Once entering our en-route environment (refer to Overview) at the Cleveland ARTCC you will be issued a set of instructions by one of our center sectors for a variety of descent instructions into your arrival field. The following are examples of descent clearances into our four main fields:

  • DTW: "... Descend Via the FERRL# arrival, the Metro Altimeter 30.01."
  • CLE: "... Descend Via the ROKNN# arrival, the Cleveland Altimeter 29.98, Cleveland Landing South."
  • PIT: "... Cross CUTTA at and maintain 10,000, the Pittsburgh Altimeter 29.97, Pittsburgh Landing West."
  • BUF: "... Descend and Maintain 10,000, the Buffalo Altimeter 30.03, Buffalo Landing Runway 23."
Above are several examples of different descent clearances that can be issued by the en-route controllers who have authority of the center sectors. Both Detroit Metro (DTW) and Cleveland (CLE) have RNAV Standard Terminal Arrival Routes (STARs) that are utilized by pilots for their descents via Optimized Profile Descent (OPD) that are described in both the chart, and through the Flight Management Computer (FMC). Aircraft on the OPDs will most likely, if not always be issued a "...descend via..." clearance which instructs the pilot to follow the defined altitude and speed restrictions until further notice. Aircraft on OPDs may likely be descended while on the RNAV STAR; which cancels the altitude restrictions, and is known as a "hard" altitude as depicted on the chart, but still requires that you fly the lateral portion of the arrival until otherwise vectored off this profile.
NOTE: Speed restrictions on STARs are absolutely mandatory unless authorized by ATC.
Aircraft descending into Pittsburgh (PIT), Buffalo (BUF) or several of the other controlled or uncontrolled fields, you will be issued a different variety of other crossing restrictions, hard descents, or step-descents to set you up for your approach. If you are issued a crossing restriction you must meet the altitude at or before arriving at the fix laterally.
NOTE: You are not cleared to descend until ATC issues a clearance to either "descend via" a STAR, crossing restrictions, or other methods.
Regardless of whether or not you are on a STAR: you will be issued an altimeter for your arrival field, and any other information that is vital to your approach.


Approach

Upon entering the TRACON environment, or you are approaching your destination you will be issued an approach to expect. Below are examples of different types of approaches that may or may not be supported at your destination field.

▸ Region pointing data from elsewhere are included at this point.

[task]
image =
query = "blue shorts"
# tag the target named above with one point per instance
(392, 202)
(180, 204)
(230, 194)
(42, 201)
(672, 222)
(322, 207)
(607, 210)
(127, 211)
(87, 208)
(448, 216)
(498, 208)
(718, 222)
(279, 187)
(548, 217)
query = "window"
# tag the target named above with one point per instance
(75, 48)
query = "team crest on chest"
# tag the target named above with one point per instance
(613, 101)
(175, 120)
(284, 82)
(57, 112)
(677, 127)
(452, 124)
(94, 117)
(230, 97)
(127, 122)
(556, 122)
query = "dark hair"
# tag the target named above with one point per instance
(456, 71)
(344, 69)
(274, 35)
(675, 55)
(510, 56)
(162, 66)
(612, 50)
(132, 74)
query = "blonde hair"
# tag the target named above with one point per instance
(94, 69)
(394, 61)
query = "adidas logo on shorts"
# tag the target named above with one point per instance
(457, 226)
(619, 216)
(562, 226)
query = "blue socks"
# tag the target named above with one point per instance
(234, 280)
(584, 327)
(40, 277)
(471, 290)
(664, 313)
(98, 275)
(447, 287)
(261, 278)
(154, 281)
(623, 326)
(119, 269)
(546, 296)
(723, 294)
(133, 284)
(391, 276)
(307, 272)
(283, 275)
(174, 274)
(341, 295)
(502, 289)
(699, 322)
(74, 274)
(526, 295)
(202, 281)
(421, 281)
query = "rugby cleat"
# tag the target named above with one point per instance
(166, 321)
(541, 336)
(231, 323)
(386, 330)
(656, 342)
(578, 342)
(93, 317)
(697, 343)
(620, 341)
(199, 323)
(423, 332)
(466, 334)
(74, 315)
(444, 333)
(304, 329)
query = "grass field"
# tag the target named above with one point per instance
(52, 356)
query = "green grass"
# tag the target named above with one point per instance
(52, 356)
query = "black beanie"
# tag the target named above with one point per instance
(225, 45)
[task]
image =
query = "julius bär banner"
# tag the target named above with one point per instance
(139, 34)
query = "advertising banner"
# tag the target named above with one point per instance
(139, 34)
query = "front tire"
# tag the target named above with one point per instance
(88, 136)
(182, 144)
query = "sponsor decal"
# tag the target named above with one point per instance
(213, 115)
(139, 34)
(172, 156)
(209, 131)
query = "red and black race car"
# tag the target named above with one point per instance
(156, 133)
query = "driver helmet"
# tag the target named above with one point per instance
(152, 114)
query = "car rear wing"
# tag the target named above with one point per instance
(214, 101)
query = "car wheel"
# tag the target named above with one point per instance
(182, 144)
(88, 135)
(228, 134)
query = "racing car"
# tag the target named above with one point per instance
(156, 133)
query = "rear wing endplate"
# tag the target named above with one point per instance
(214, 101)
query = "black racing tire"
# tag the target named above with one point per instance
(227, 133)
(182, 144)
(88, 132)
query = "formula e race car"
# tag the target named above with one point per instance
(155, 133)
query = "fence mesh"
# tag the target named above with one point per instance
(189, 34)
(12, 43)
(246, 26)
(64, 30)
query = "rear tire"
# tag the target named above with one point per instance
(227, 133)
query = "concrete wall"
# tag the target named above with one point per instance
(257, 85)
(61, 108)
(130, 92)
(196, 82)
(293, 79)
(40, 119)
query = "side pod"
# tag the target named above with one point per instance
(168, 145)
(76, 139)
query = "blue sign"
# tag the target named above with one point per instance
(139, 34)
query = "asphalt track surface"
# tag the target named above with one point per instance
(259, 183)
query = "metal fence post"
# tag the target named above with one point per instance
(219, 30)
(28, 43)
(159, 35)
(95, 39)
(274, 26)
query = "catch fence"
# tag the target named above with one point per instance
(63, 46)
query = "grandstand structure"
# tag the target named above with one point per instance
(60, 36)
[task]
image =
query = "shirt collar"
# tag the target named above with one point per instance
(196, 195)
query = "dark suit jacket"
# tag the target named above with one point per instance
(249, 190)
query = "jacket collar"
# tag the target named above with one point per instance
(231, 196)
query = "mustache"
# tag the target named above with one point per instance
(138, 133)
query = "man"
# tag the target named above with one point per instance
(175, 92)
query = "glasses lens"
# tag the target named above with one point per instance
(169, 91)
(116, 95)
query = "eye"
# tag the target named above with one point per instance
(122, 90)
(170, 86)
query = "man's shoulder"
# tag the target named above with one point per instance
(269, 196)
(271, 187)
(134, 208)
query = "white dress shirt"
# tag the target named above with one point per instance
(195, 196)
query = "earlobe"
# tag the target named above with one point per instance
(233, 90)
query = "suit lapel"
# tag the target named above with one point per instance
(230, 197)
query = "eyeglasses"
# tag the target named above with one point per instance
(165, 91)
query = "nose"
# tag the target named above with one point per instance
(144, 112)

  • Instrument Landing System (ILS) *
  • RNAV (GPS/RNP)) *
  • Localizer (LOC)
  • VOR
  • Visual *
One or more of these examples are available at most controlled fields in the Cleveland ARTCC, and will be assigned upon entering or nearing the approach phase of your flight. You will be most likely vectored, or depending on your approach's descriptions: cleared to a fix/waypoint, and restrictions to cross the fix/waypoint at a certain altitude to join your approach. Once you are cleared for an approach you may presume the approach based off the charts, or your FMC's approach description, or based off visual reference per a "Visual Approach". When nearing the runway you will be given clearance to land, and if required: your distance from traffic arriving on the runway, or advisory of traffic departing the field.

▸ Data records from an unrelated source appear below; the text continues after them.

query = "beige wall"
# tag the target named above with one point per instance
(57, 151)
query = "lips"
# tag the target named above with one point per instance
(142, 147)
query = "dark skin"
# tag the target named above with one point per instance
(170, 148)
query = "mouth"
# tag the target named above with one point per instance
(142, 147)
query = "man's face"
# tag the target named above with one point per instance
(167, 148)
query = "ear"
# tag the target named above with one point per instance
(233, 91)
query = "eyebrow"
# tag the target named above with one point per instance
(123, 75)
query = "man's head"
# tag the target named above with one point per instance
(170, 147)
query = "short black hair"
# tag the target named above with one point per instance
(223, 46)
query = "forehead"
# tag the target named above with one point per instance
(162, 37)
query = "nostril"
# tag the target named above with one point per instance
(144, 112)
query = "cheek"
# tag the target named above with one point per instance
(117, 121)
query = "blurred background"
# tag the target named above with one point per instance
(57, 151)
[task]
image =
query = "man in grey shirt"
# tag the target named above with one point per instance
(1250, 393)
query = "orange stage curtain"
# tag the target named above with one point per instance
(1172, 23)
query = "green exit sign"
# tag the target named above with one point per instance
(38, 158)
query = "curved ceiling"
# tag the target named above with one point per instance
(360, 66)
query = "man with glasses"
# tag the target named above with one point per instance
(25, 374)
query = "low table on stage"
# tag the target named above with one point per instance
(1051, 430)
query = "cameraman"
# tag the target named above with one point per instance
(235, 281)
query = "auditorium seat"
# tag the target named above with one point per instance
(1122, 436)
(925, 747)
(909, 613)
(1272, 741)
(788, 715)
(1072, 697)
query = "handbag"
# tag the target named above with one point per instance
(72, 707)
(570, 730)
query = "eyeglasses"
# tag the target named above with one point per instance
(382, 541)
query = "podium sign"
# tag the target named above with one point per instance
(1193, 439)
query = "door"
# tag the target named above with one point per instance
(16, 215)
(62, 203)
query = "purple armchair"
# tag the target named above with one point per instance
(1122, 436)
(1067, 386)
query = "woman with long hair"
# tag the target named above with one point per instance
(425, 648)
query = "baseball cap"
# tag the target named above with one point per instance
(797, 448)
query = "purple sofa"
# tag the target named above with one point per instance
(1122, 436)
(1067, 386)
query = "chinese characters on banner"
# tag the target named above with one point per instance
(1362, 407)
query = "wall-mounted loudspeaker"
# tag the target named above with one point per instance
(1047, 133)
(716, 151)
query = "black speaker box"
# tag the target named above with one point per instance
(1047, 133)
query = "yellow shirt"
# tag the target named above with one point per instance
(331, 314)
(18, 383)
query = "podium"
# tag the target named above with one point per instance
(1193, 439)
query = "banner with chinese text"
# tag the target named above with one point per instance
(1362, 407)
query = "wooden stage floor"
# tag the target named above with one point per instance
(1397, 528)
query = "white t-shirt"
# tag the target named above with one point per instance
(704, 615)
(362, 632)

If absolutely required and safety is at risk: you may be issued a go-around, or missed approach, and you will be issued instructions to climb out of the field, and vectored away from the field, or you will be advised to fly the missed approach procedure as filed for your specific approach which is described on the approach chart.
* These approaches will be utilized more frequently than others, and will be more openly available. Other approaches are available upon request and chart availability.